Lorsque lui arriva cette histoire de pigeon qui, du jour au lendemain, bouleversa son existence, Jonathan Noël avait déjà passé la cinquantaine, il avait derrière lui une période d’une bonne vingtaine d’années qui n’avait pas été marquée par le moindre événement, et jamais il n’aurait escompté que pût encore lui arriver rien de notable, sauf de mourir un jour. Et cela lui convenait tout à fait.

Il était posé devant sa porte, à moins de vingt centimètres du seuil, dans la lumière blafarde du petit matin qui filtrait par la fenêtre. Il avait ses pattes rouges et crochues plantées sur le carrelage sang de boeuf du couloir, et son plumage lisse était d’un gris de plomb : le pigeon.

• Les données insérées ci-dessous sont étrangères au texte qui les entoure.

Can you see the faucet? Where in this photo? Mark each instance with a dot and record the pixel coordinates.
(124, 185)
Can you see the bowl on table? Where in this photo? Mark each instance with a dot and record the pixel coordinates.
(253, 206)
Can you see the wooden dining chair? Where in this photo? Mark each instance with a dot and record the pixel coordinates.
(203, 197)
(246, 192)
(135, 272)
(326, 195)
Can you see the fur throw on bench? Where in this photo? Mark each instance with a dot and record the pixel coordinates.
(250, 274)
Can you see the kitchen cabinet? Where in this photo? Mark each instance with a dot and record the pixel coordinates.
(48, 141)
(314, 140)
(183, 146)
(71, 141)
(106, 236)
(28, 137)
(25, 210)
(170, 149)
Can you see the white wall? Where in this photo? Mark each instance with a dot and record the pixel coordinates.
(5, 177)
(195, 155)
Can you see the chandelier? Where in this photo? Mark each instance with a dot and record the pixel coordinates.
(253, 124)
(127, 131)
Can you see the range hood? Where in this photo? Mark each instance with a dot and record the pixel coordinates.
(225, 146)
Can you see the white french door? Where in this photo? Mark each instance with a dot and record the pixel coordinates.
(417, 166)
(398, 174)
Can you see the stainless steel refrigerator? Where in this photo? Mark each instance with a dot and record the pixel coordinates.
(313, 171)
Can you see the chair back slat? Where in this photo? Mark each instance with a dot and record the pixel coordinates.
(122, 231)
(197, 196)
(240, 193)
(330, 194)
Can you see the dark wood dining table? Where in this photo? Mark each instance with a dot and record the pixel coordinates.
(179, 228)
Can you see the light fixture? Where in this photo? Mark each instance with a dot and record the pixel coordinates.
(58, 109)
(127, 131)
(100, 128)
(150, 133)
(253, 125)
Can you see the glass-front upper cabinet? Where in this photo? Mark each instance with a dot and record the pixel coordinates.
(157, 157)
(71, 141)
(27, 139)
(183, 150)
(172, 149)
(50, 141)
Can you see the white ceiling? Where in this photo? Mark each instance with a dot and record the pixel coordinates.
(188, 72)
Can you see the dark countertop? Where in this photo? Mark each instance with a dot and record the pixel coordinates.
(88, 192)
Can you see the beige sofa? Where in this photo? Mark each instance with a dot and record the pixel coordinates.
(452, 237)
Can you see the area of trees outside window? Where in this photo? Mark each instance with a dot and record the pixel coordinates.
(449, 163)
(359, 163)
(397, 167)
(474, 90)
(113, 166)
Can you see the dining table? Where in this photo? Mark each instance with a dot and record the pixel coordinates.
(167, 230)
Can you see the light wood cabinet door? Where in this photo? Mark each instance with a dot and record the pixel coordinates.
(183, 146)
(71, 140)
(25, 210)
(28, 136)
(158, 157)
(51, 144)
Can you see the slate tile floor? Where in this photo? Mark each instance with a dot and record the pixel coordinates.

Une sorte de sphinx, voila comment Jonathan — qui, en effet, avait lu un jour quelque chose sur les sphinx dans l’un de ses livres — voyait le vigile : une sorte de sphinx. Son efficacité ne tenait pas à quelque action, mais à sa simple présence physique.

Il est des questions qui impliquent une réponse négative, du simple fait qu’on les pose. Et il est des demandes dont la parfaite inutilité éclate au grand jour, lorsqu’on les formule en regardant quelqu’un d’autre dans les yeux.

Il n’était pas homme à cela […] non parce qu’un tel crime lui aurait paru moralement répréhensible, mais tout simplement parce qu’il était absolument incapable, que ce fût par les actes ou par les mots, de s’exprimer. Il n’était pas fait pour agir, mais pour subir.

Toute espèce de perception , la vue, l’ouïe, le sens de l’équilibre, tout ce qui aurait pu lui dire où il était et ce qu’il était lui-même, tout cela sombrait dans le vide total de l’obscurité et du silence.